Głogowski obowiązek do wypełnienia
Vive Tauron Kielce powoli wchodzi w decydującą fazę sezonu, w której nie będzie mogło pozwolić sobie na błędy. Zanim jednak dojdzie do najważniejszych spotkań, mistrzów Polski czekają jeszcze dwa mecze o pietruszkę. Pewni pierwszego miejsca po rundzie zasadniczej kielczanie, w przedostatniej kolejce fazy zasadniczej PGNiG Superligi zmierzą się na wyjeździe z Chrobrym Głogów.
Drużyna z Dolnego Śląska zajmuje obecnie 8. miejsce w tabeli i ma na swoim koncie 16 punktów, tak jak plasująca się pozycję wyżej drużyna Azotów Puławy.
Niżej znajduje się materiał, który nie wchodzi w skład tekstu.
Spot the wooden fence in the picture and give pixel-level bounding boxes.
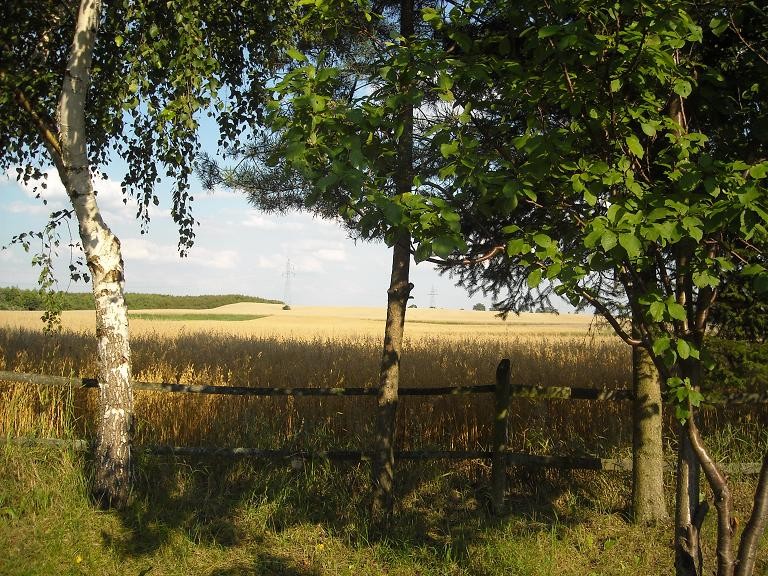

Będące na tę chwilę w strefie play-out Zagłębie Lubin zgromadziło na swoim koncie o dwa „oczka” mniej. Głogowianie do końca będą więc walczyć o miejsce w pierwszej ósemce i ćwierćfinał play-off. Jeżeli zajmą ostatecznie ósme miejsce, to spotkają się z żółto-biało-niebieskimi ponownie, tym razem w dwumeczu.
Chrobry zajmował wyższe miejsca, ale seria ostatnich spotkań bez zwycięstwa sprawiła, że będzie on musiał walczyć o play-offy do samego końca. Drużyna z Dolnego Śląska przegrała ostatnio z Orlenem Wisłą Płock, Górnikiem Zabrze i Stalą Mielec, a ostatnią zdobycz punktową zainkasowała 28 lutego, remisując na własnym terenie z MMTS-em Kwidzyn.
Członkiem głogowskiego zespołu jest Jakub Łucak. Prawoskrzydłowy, który od kolejnego sezonu stanie się zawodnikiem Vive Tauronu, nie wystąpi jednak w potyczce z kielczanami, ponieważ ciągle rehabilituje się po zerwaniu więzadeł krzyżowych w prawym kolanie.
Mistrzowie Polski pojechali do Głogowa w dobrych humorach po wywalczeniu awansu do ćwierćfinału Ligi Mistrzów. Zespół prowadzony przez Tałanta Dujszebajewa w rewanżu z Montpellier przegrał co prawda pierwszy mecz w obecnym sezonie, ale Francuzi nie zdołali odrobić strat z pierwszego pojedynku i to kielczanie cieszą się ze swojej obecności w gronie ośmiu najlepszych drużyn Europy.
Mimo meczu z Chrobrym, wtorek upłynie pod znakiem losowania par 1/4 finału Champions League. Mistrzowie Polski przede wszystkich wyczekują informacji, z kim przyjdzie im się zmierzyć w boju o Final Four, które rozegrane zostanie w niemieckiej Kolonii.
W ekipie z Kielc problem ze zdrowiem ma już tylko Krzysztof Lijewski. Rozgrywający jest wyłączony z gry od styczniowego mundialu i pracuje nad tym, aby jak najszybciej się wykurować i pomóc kolegom w ćwierćfinale Ligi Mistrzów. Wszyscy inni zawodnicy żółto-biało-niebieskich są do dyspozycji trenera Dujszebajewa.
Mecz Chrobry – Vive Tauron rozpocznie się we wtorek, 24 marca o godzinie 18 w hali w Głogowie.